Similarly, with us, sometimes internal processes take time to find an external expression. While it seems we are all more tired than usual, and not accomplishing as much as we’d like, we are just shaking off the stiffness and retraction of our Winter selves and becoming more awakened from inside out. We won’t always see things happening, but change is always occurring. It might not always feel or look amazing but having faith that what we’re doing is moving us in the right direction could be our focus instead.

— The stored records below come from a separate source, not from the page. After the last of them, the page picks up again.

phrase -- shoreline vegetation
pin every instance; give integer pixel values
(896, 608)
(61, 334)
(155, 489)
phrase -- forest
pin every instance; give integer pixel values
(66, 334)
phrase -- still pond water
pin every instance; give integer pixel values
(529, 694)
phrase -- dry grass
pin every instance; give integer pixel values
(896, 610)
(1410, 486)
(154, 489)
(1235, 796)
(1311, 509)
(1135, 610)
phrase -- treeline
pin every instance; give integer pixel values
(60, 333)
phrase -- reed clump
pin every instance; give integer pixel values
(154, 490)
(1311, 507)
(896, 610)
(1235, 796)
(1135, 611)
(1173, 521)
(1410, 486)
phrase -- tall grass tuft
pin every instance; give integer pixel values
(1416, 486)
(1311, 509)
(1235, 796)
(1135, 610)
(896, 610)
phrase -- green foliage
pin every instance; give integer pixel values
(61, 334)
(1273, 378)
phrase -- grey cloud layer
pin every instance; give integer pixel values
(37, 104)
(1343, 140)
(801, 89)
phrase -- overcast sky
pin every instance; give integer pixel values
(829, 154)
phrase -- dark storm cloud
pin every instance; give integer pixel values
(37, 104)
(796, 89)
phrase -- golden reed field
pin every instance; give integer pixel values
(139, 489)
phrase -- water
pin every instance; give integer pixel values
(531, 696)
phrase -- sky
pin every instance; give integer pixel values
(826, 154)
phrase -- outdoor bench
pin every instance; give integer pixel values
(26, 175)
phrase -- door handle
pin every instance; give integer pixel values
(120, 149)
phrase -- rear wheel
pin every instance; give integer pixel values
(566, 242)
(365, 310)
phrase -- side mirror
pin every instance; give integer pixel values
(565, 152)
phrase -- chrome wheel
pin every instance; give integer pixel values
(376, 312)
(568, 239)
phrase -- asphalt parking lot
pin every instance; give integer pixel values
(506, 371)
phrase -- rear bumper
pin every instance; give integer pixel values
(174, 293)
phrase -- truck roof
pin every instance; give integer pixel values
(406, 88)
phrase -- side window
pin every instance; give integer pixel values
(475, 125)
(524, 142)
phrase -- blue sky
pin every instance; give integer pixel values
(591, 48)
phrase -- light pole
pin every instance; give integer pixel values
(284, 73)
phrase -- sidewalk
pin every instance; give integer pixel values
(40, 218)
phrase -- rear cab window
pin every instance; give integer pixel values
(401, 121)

For instance, I noticed my practice was kind of a standstill last month. I’m at the studio almost everyday but I rarely worked out. In yoga, we need strength just as much as flexibility. So, I started a routine. Every other day, I workout in some capacity. At first, it didn’t feel like anything was happening. At times, it felt like my practice was getting worse, but I knew I needed to just stick with it. Sure enough, I’m noticing I have more energy throughout class, longer holds, less modifying and more confidence to explore variations of poses. When I removed the need for instant gratification and self doubt, I got out of the way and allowed my body to naturally evolve.
Embracing spring has come to mean (to me) honoring where you are, doing the work for where you are, embracing the natural ebbs and flows of growth, and having faith that you know what you need. So maybe, this spring, think less of renewal and making things happen to shed winter, but instead allowing time and giving space to naturally return to a higher level of activity.
This year’s equinox coincides with the last supermoon we will experience this year. This celestial movement is slated to happen this Wednesday, March 20th. This could be a great time for ritualistic cleansing and setting intentions. Releasing whatever you’ve stored during winter, thanking it and letting go to make space for all spring has to offer. Asking yourself what you need and then creating an intention around how to receive it. Allowing this transition to be less about effort and more about alignment. The following day, Thursday, March 21, we begin our spring challenge—the first challenge of 2019 here at the BFPY—another opportunity to connect with yourself, your practice and receive support from the community around you.
However you chose to move into this new season, I hope you do it joyously and from a place that truly serves you.